9 novembre 2017·Italiano·CH·CH_BVGE·PDF·3,286 mots·~16 min·3

Résumé

Revisione della rendita | Assicurazione per l'invalidità, revisione della rendita (decisione del 5 maggio 2017)

Texte intégral

Bundesve rw altu ng sgeri ch t Tribunal ad ministratif f éd éral Tribunale am m in istrati vo federale Tribunal ad ministrativ fe deral

Corte III C-3366/2017

Sentenza d e l 9 novembre 2017 Composizione

Giudici Michela Bürki Moreni (presidente del collegio), Caroline Bissegger, Vito Valenti, cancelliere Luca Rossi.

Parti

A._______, rappresentata dal Patronato INAS, ricorrente,

contro

Ufficio dell'assicurazione per l'invalidità per gli assicurati residenti all'estero UAIE, Avenue Edmond-Vaucher 18, casella postale 3100, 1211 Ginevra 2, autorità inferiore.

Oggetto

Assicurazione per l'invalidità, revisione della rendita (decisione del 5 maggio 2017).

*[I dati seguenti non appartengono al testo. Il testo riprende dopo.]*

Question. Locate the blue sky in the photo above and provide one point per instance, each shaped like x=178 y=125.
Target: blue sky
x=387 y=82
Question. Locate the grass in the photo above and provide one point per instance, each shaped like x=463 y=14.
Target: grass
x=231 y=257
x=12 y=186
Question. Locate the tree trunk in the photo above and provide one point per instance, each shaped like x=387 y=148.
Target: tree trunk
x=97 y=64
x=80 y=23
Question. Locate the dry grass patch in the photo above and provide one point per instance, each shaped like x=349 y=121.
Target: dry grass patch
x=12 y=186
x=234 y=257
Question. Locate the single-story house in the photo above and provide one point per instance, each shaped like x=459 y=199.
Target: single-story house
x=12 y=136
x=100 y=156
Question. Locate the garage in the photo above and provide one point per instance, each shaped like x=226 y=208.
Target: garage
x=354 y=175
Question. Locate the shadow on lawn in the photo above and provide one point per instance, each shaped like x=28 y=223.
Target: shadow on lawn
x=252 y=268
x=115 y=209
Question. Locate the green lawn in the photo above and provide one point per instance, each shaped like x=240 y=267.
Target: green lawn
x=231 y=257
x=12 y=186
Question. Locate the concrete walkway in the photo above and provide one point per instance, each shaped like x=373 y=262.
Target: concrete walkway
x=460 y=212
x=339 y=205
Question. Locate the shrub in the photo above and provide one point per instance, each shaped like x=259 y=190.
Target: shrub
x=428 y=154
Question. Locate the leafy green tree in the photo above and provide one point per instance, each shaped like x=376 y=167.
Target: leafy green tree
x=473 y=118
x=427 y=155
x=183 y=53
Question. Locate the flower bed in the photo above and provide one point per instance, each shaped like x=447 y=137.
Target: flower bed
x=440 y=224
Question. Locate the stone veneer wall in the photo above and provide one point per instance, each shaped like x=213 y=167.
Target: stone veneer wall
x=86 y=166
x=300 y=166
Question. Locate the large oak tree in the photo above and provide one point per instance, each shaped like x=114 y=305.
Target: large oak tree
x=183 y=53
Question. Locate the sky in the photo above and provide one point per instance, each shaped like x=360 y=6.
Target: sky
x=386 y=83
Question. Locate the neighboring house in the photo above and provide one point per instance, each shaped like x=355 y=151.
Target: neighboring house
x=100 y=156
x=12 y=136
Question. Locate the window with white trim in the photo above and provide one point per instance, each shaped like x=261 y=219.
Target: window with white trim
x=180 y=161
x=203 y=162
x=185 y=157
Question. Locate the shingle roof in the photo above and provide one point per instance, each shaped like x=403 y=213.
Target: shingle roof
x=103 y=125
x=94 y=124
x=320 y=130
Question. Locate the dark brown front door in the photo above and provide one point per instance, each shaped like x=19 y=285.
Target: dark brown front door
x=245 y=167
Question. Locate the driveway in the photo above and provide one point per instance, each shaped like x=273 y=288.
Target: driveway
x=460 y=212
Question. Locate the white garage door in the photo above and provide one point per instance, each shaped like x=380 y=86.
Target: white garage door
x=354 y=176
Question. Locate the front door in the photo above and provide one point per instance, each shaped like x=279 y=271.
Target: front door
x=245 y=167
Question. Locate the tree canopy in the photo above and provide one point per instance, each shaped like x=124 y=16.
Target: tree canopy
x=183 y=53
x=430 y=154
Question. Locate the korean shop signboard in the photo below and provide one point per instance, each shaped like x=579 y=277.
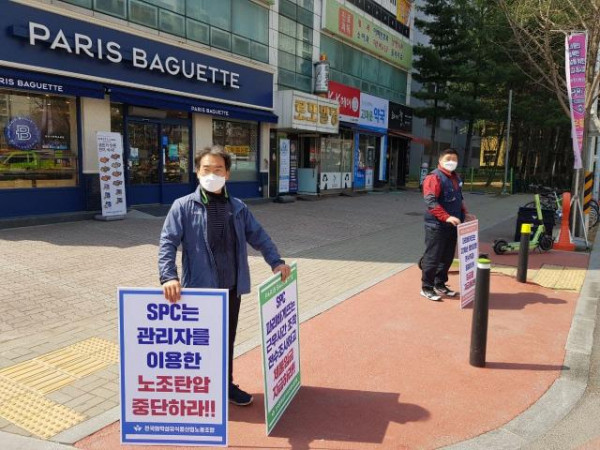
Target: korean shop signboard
x=349 y=99
x=366 y=33
x=373 y=112
x=301 y=111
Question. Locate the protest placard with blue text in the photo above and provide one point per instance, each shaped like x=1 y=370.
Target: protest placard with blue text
x=174 y=367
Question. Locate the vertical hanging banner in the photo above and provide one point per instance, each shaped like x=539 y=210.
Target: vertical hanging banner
x=174 y=367
x=280 y=324
x=112 y=174
x=468 y=248
x=575 y=66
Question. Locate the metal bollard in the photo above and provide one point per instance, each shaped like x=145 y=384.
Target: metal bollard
x=480 y=314
x=523 y=253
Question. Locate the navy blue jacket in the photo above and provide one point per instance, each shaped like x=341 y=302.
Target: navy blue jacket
x=185 y=225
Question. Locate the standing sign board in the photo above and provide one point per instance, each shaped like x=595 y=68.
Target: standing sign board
x=174 y=367
x=284 y=165
x=468 y=247
x=112 y=174
x=280 y=325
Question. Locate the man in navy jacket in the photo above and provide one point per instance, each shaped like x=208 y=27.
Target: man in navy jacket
x=213 y=229
x=442 y=191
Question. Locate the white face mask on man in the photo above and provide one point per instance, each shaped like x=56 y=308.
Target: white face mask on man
x=212 y=182
x=450 y=166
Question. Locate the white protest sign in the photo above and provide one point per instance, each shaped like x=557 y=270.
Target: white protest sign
x=468 y=252
x=280 y=324
x=174 y=367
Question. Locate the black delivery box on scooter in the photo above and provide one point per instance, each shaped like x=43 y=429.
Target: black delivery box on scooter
x=529 y=215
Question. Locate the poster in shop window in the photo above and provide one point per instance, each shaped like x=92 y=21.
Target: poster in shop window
x=112 y=174
x=174 y=367
x=468 y=248
x=280 y=324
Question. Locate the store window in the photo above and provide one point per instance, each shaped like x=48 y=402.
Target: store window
x=241 y=140
x=336 y=152
x=38 y=146
x=367 y=147
x=237 y=26
x=295 y=45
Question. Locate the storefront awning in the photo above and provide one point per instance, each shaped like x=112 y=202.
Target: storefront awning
x=412 y=137
x=49 y=84
x=188 y=104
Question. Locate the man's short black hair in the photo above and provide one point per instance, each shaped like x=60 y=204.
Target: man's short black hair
x=215 y=150
x=448 y=151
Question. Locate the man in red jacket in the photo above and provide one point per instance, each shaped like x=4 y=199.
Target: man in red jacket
x=442 y=191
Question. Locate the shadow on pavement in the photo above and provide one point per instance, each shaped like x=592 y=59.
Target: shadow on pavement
x=334 y=415
x=519 y=300
x=523 y=366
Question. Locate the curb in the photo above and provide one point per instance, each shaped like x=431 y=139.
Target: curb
x=570 y=386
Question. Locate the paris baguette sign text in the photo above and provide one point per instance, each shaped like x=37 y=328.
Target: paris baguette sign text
x=84 y=45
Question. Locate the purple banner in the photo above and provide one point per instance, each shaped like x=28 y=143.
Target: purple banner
x=575 y=57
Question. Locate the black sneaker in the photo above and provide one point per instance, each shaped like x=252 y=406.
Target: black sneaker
x=239 y=397
x=429 y=294
x=442 y=289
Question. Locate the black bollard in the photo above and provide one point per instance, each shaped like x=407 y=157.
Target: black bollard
x=480 y=314
x=523 y=253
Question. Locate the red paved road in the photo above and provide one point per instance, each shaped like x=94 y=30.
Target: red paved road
x=389 y=369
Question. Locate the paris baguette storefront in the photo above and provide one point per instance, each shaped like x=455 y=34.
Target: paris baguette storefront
x=64 y=77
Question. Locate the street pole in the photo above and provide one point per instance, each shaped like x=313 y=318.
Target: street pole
x=507 y=143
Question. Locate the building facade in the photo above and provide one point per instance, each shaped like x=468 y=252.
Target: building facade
x=174 y=76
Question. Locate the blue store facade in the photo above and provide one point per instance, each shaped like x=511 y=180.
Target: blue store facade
x=64 y=77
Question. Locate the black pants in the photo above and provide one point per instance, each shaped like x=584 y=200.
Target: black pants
x=440 y=245
x=234 y=313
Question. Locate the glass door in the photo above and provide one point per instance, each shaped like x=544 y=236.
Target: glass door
x=143 y=163
x=175 y=150
x=158 y=161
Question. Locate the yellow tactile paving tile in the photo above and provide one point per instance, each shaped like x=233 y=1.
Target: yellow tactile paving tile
x=37 y=376
x=98 y=348
x=560 y=277
x=72 y=363
x=38 y=415
x=23 y=386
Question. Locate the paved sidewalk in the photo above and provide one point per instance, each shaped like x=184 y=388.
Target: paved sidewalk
x=388 y=369
x=58 y=285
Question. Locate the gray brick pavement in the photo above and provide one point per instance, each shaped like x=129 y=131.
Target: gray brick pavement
x=58 y=282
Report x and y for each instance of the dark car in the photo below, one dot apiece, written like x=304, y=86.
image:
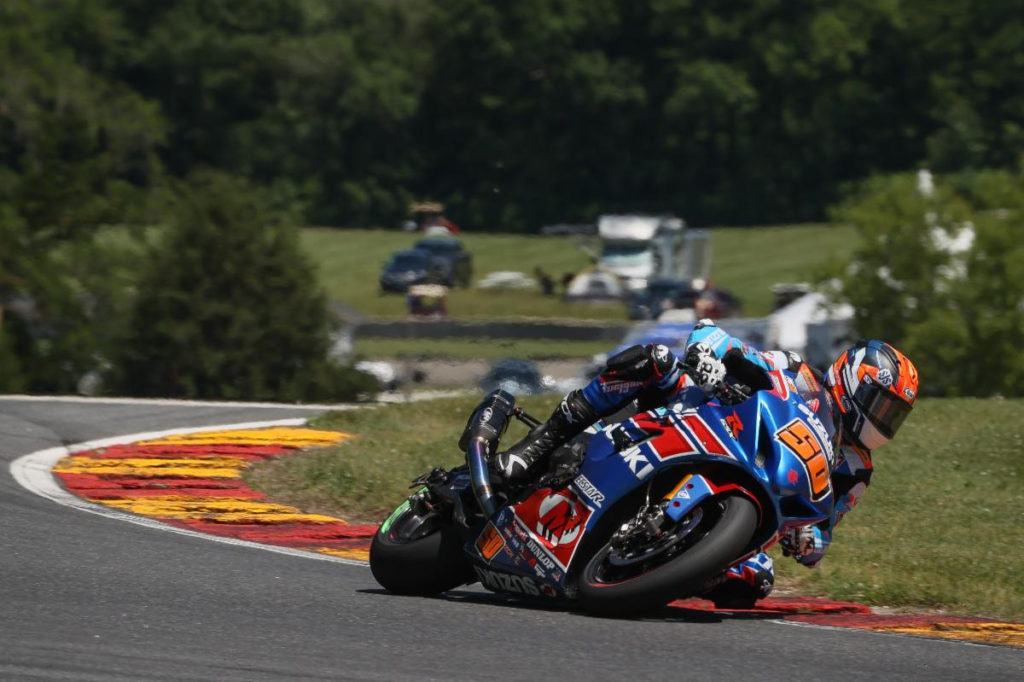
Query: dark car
x=404, y=269
x=662, y=295
x=518, y=377
x=451, y=261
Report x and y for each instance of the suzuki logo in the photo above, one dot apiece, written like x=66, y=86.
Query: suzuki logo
x=637, y=462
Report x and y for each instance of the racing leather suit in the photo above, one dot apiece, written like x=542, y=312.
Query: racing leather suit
x=646, y=377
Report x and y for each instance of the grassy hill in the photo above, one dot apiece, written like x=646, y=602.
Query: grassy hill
x=747, y=261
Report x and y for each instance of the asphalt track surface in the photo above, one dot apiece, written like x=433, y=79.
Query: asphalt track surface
x=86, y=597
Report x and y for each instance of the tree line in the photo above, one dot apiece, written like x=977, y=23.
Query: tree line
x=143, y=141
x=518, y=114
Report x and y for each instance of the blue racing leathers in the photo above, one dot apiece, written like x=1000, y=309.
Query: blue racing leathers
x=651, y=376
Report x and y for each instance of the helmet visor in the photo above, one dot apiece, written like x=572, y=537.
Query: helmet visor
x=883, y=408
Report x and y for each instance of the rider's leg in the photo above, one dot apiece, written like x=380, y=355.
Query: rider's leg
x=520, y=462
x=742, y=585
x=625, y=376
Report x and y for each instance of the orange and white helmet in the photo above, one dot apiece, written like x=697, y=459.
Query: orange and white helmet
x=875, y=386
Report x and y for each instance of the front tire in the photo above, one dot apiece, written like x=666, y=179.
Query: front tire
x=605, y=590
x=416, y=554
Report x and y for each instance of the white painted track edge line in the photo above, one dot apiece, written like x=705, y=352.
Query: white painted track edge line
x=34, y=472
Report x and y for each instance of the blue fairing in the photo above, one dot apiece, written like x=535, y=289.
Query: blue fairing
x=772, y=445
x=770, y=432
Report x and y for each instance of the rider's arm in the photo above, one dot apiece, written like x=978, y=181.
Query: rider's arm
x=742, y=363
x=648, y=369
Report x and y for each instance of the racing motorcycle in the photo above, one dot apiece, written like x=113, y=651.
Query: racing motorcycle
x=631, y=515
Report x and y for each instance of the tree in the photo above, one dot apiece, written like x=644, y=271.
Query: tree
x=942, y=278
x=229, y=307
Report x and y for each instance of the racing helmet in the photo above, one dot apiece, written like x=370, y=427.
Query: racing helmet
x=875, y=386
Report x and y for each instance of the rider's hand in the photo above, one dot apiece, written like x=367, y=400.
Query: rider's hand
x=798, y=542
x=707, y=370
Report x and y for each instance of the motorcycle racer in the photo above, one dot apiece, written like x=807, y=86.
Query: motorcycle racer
x=868, y=391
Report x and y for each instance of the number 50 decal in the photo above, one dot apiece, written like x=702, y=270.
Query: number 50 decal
x=799, y=438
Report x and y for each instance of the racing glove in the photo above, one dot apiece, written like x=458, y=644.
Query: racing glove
x=807, y=545
x=707, y=370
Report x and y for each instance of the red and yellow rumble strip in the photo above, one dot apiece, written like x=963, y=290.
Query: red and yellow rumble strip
x=195, y=481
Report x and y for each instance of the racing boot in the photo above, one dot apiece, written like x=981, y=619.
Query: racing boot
x=741, y=586
x=522, y=462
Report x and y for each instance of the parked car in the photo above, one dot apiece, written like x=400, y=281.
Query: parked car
x=406, y=268
x=452, y=262
x=662, y=295
x=518, y=377
x=665, y=295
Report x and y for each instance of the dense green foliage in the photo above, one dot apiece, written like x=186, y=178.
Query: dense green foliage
x=228, y=307
x=513, y=115
x=942, y=276
x=934, y=529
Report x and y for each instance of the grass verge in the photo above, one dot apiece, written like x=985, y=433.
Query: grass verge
x=941, y=526
x=467, y=349
x=747, y=261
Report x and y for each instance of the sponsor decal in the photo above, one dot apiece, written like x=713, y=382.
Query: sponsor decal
x=489, y=543
x=563, y=407
x=716, y=337
x=637, y=462
x=779, y=385
x=620, y=386
x=555, y=521
x=513, y=584
x=541, y=555
x=689, y=435
x=801, y=441
x=558, y=519
x=733, y=425
x=819, y=430
x=589, y=489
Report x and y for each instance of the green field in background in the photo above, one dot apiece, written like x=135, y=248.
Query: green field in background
x=479, y=348
x=941, y=526
x=745, y=260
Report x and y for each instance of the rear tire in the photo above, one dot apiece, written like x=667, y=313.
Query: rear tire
x=419, y=556
x=603, y=593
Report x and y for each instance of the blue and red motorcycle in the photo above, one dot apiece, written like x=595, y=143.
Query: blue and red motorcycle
x=631, y=515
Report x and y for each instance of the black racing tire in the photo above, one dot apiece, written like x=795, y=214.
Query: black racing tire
x=722, y=543
x=419, y=565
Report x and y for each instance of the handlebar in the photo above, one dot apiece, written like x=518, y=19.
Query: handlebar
x=481, y=434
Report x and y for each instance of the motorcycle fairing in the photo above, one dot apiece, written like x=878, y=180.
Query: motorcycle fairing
x=774, y=436
x=535, y=540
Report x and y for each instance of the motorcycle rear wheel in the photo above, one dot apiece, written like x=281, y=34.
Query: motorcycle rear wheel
x=417, y=554
x=604, y=590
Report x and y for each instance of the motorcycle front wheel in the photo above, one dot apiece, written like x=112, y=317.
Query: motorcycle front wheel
x=417, y=553
x=612, y=583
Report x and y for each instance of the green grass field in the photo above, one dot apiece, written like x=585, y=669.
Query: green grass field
x=747, y=261
x=477, y=349
x=941, y=526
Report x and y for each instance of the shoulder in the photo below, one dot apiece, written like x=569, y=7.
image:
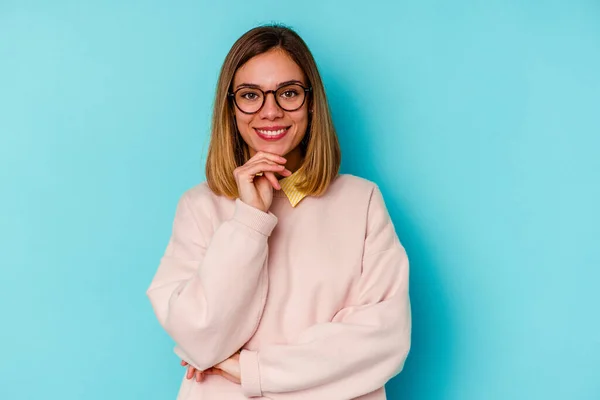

C-3366/2017 Pagina 2 Visto in fatto: A. A.a In data 1° giugno 2012 A._______, cittadina italiana, nata il […], residente ad B._______ (IT), di professione consulente informatico, ha formulato all’Ufficio AI del Cantone C._______ (UAI) una domanda volta al conseguimento di prestazioni dell’assicurazione svizzera per l’invalidità (doc. 5 dell’incarto dell’Ufficio dell’assicurazione per l’invalidità per gli assicurati residenti all’estero [UAIE]), in ragione di un episodio depressivo di media entità con sintomi biologici in disturbo della personalità di tipo borderline (doc. 8 e 9). A.b Ritenendo giustificato riconoscere che il danno alla salute di cui l’assicurata era portatrice comportava una completa incapacità al lavoro sia nella propria attività di consulente informatica che in attività adeguata a partire dal 30 settembre 2011 (cfr. doc. 38 e 44), l’UAIE ha emanato la decisione del 23 maggio 2013 (preceduta dal progetto di decisione del 10 aprile 2013 [doc. 46]), mediante la quale ha riconosciuto il diritto a una rendita intera dell’assicurazione svizzera per l’invalidità dal 1° dicembre 2012 (doc. 50). B. B.a Il 6 febbraio 2015 è stata promossa dall’UAIE la prima procedura di revisione (doc. 56). B.a.a In tale occasione è stata predisposta una perizia medica allo scopo di valutare l’evoluzione dello stato di salute, rispettivamente la capacità lavorativa residua nell’attività abituale e in un’attività adeguata e la possibilità di reintegrazione professionale (doc. 65-67). B.a.b Nel rapporto del 12 ottobre 2015 la dr.ssa D._______, specialista in psichiatria e psicoterapia, ha posto la diagnosi con influsso sull’abilità lavorativa di “sindrome depressiva ricorrente, episodio attuale lieve (ICD10, F 33.0)”, oltre che le seguenti diagnosi senza ripercussioni sulla capacità al lavoro: “disturbo di personalità emotivamente instabile, tipo borderline (ICD10, F 60.31); sindrome e disturbi psichici e comportamentali dovuto all’uso di cocaina, attualmente in astinenza ma in ambiente protetto (ICD10, F 14.21); deficit di alfa 5 reduttasi” (doc. 68 p. 6).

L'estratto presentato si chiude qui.